The black female lead singer of what was billed as "The Karen Davis Project" was definitely not Karen Davis, unless she put on about 150 pounds and aged 30 years overnight. This lady, whoever she was put on absolutely NO show and stood motionless and expressionless throughout the band's lackluster performance. The fact that this woman was so boring was made even worse by a live video feed that plastered her dead-like face on several giant video screens around the ballroom. The female singer wasn't the only problem, the band was cheesy and generic and they made desperate attempts at performing some modern hits when it was clear that they were far too old to pull those songs off (average age of the band members was around 55 years old). There's nothing cool or "hip" about a 55 year old guy playing a little toy looking keyboard with two fingers attempting to recreate a Lady Gaga song - then add the dead looking female singer (not moving at all) trying to sing the song. This band was a train wreck. Another band came on after this band - they were called Four Fried Chickens and a Coke - but pretty much the minute they took the stage the crowd was leaving the event. The Snow Ball has been using the same tired old entertainment for years and many of the attendees left as soon as they got a look at the band.

The attendees of the Snow Ball by Kansas Catholic Charities obviously represent the "old money" in Kansas City and we interviewed a few of them as they were exiting the event. Some actually walked by with their noses in the air and wouldn't acknowledge us at all, while others gave generic answers to our questions while staring coldly ahead, never making eye contact. I suppose that paying money to attend an event like Snow Ball counts for their "kindness" contribution to Kansas City, and they can pretty much go back to acting like stuck up royalty when it's over. The Catholic Charities as an organization may not be racist, but isn't it odd that in a room full of 1500 people in Kansas City we were hard pressed to find more than three or four minorities?
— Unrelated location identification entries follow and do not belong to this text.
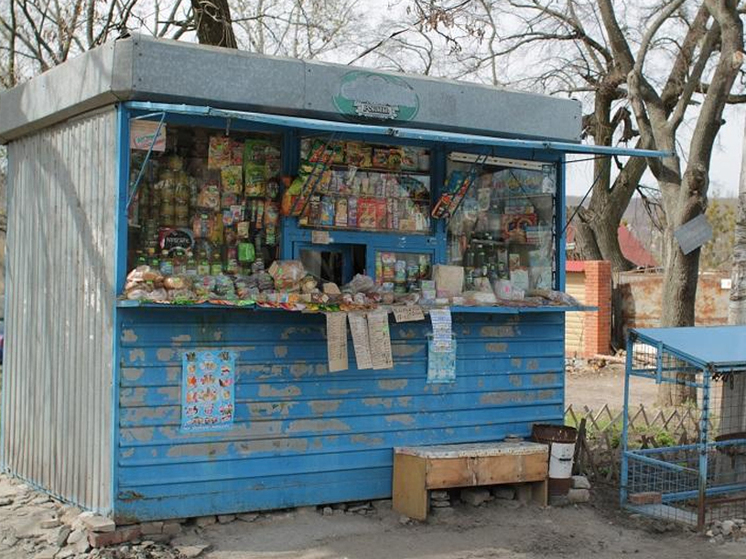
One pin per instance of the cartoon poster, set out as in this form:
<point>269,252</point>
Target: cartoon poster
<point>208,390</point>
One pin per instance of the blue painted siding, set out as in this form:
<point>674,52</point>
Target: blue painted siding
<point>303,435</point>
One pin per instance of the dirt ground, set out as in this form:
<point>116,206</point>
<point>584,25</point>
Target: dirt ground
<point>593,387</point>
<point>499,529</point>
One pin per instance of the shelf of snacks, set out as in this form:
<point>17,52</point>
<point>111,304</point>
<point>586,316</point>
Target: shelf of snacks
<point>207,205</point>
<point>361,187</point>
<point>502,228</point>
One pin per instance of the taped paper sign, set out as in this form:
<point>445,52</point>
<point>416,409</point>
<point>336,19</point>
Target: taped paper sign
<point>380,340</point>
<point>336,341</point>
<point>360,342</point>
<point>693,234</point>
<point>142,133</point>
<point>408,313</point>
<point>207,390</point>
<point>442,332</point>
<point>441,365</point>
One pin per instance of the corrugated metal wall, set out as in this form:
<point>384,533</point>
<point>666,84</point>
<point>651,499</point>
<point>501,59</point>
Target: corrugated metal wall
<point>575,321</point>
<point>57,373</point>
<point>304,435</point>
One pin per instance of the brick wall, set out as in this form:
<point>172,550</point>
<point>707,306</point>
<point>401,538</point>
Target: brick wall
<point>596,335</point>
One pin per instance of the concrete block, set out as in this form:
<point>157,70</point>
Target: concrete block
<point>120,535</point>
<point>98,523</point>
<point>475,496</point>
<point>580,482</point>
<point>577,496</point>
<point>148,528</point>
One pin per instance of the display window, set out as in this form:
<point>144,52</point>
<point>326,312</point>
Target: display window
<point>358,186</point>
<point>502,232</point>
<point>212,219</point>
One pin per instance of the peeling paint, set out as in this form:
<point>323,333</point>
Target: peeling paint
<point>497,331</point>
<point>129,335</point>
<point>495,398</point>
<point>299,369</point>
<point>404,401</point>
<point>316,425</point>
<point>268,391</point>
<point>132,374</point>
<point>375,402</point>
<point>366,440</point>
<point>165,354</point>
<point>408,333</point>
<point>198,449</point>
<point>546,378</point>
<point>290,332</point>
<point>392,384</point>
<point>141,434</point>
<point>273,446</point>
<point>137,355</point>
<point>404,419</point>
<point>325,406</point>
<point>406,350</point>
<point>132,396</point>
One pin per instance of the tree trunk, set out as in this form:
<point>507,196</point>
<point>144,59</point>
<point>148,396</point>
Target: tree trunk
<point>596,238</point>
<point>213,22</point>
<point>733,396</point>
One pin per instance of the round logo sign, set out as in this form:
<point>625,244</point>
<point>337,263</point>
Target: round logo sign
<point>376,96</point>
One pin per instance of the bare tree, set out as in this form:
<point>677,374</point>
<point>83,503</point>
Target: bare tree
<point>713,45</point>
<point>213,23</point>
<point>298,28</point>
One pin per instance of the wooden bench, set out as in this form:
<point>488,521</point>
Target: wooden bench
<point>420,469</point>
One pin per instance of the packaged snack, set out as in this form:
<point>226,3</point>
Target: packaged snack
<point>232,179</point>
<point>340,217</point>
<point>409,158</point>
<point>381,214</point>
<point>220,153</point>
<point>254,181</point>
<point>254,152</point>
<point>395,159</point>
<point>352,211</point>
<point>327,211</point>
<point>227,200</point>
<point>366,216</point>
<point>271,219</point>
<point>287,274</point>
<point>381,158</point>
<point>209,196</point>
<point>236,153</point>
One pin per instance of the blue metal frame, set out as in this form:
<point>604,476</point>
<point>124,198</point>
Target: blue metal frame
<point>398,133</point>
<point>120,272</point>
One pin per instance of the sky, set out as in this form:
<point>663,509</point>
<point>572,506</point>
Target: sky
<point>725,166</point>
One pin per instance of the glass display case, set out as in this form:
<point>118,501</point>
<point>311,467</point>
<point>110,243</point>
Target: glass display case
<point>358,186</point>
<point>502,228</point>
<point>207,204</point>
<point>404,272</point>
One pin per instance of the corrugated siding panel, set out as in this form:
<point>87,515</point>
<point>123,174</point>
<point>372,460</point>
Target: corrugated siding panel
<point>574,325</point>
<point>304,435</point>
<point>57,373</point>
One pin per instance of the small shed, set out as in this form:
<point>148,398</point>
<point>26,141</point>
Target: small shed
<point>164,163</point>
<point>695,475</point>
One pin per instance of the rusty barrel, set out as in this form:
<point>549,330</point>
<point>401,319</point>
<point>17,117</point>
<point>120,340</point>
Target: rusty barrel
<point>561,440</point>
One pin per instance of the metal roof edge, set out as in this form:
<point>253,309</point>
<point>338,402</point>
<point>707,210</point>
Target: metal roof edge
<point>149,69</point>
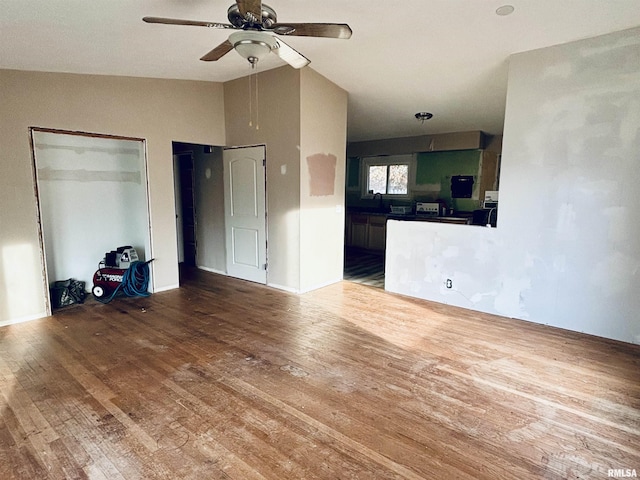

Hmmmm....

Snow Ball - yep, that's what it was alright.

Catholic Charities is a great organization that helps out thousands of children in need, and we actually donate to their charity each year, but the Snow Ball just seemed a little over the top - almost as if the entire neighborhood of Hallbrook (which is where we live also) showed up to attend. I suppose in hindsight, not many minorities could afford to pay the ticket price to get in to Snow Ball, except maybe the Chiefs players.